Júnior Almeida – Rios de Notícias
MANAUS (AM) – Familiares e amigos de Benício Xavier de Freitas, de seis anos, realizaram uma manifestação nesta segunda-feira, 1º/12, em frente ao Conselho Regional de Medicina do Amazonas (CRM-AM), em Manaus.
O grupo pediu justiça e responsabilização pelos erros que levaram à morte do menino após a aplicação incorreta de adrenalina no Hospital Santa Júlia, no Centro. A médica Juliana Brasil, investigada pela morte do garoto, recebeu habeas corpus da Justiça do Amazonas.
Nesta manhã, o Portal RIOS DE NOTÍCIAS mostrou o protesto, que reuniu parentes, colegas e amigos dos pais da criança clamando por respostas e ações concretas sobre o caso. Cartazes, faixas e balões foram erguidos em homenagem ao menino.
Em coletiva de imprensa no local, a família afirma que Benício morreu após receber uma dosagem errada de adrenalina durante o atendimento entre os dias 23 e 24 de novembro. A mãe, Joyce Freitas, diz que a família enfrenta um luto profundo.

Leia também: Caso Benício: prints revelam desespero de médica após erro que levou à morte de menino em Manaus
Segundo ela, desde o início do atendimento, a médica teria demonstrado despreparo e falta de ação diante da reação do menino à medicação. Joyce afirmou que não houve “acordo” para a aplicação da adrenalina na veia, como alegado pela profissional.

Ela explicou que a decisão foi tomada de forma rápida e sem explicação técnica, e que sempre ouviu dos médicos anteriores que o medicamento deveria ser administrado por inalação.
A mãe ainda criticou a postura da profissional e citou os prints que circulam nas redes sociais e mostram a médica conversando com outro profissional e relatando um possível erro médico. “Enquanto meu filho estava lá, lutando pela vida, ela estava no celular. Isso machuca muito. Dói saber que ele poderia ter sido salvo”, desabafou.

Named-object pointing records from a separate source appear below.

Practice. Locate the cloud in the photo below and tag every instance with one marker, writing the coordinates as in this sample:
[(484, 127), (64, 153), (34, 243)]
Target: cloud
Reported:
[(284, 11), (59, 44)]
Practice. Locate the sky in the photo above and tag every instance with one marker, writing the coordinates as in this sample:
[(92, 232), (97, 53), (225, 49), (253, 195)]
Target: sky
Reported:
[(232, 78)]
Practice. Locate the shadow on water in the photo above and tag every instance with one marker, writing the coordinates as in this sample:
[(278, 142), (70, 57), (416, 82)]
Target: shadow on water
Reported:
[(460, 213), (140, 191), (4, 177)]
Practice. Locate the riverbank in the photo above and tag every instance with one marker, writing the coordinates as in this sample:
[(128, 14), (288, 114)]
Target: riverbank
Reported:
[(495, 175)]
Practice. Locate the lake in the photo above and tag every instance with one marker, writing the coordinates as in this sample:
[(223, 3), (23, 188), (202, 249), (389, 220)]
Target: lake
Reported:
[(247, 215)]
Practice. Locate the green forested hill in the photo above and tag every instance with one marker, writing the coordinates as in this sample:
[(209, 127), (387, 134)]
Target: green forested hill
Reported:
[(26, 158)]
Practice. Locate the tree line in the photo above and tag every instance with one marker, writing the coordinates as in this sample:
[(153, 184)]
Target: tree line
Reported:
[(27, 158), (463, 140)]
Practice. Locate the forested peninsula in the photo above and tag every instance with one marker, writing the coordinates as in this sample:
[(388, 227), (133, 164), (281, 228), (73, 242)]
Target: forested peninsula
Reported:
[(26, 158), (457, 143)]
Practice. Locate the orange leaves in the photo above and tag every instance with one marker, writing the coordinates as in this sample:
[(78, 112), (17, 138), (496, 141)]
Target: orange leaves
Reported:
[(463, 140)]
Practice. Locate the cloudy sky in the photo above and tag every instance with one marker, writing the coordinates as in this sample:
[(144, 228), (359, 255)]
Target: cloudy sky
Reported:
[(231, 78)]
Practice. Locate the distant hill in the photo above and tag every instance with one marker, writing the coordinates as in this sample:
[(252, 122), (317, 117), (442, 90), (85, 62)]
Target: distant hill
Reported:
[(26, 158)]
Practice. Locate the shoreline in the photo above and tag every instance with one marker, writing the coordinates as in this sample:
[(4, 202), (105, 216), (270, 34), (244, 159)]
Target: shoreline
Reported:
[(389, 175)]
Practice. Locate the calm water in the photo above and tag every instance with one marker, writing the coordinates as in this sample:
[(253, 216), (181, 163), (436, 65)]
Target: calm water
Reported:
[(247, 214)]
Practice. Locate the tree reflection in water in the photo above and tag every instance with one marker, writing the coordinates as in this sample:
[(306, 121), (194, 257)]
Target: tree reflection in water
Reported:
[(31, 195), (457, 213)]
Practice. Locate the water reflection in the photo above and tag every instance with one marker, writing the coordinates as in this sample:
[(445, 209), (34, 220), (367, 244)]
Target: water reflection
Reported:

Ela ainda questionou falhas estruturais no hospital, apontando ausência de farmacêutico e outros profissionais para conferir procedimentos. “Foi um erro atrás do outro. Quero que meu filho não seja só mais um caso. Que ninguém mais passe por essa dor”, acrescentou.
O pai, Bruno Freitas, afirmou que a morte do filho “destruiu a família” e expressou revolta com a situação. “Meu filho saiu de casa andando e conversando, e voltou dentro de um caixão. Isso não pode ficar impune”, disse.
Ele ressaltou que não houve autorização para a aplicação da adrenalina na veia. “Ninguém perguntou nada pra gente. Se tivessem explicado o risco, jamais teríamos permitido. Foi uma decisão tomada sem cautela, sem cuidado”, declarou.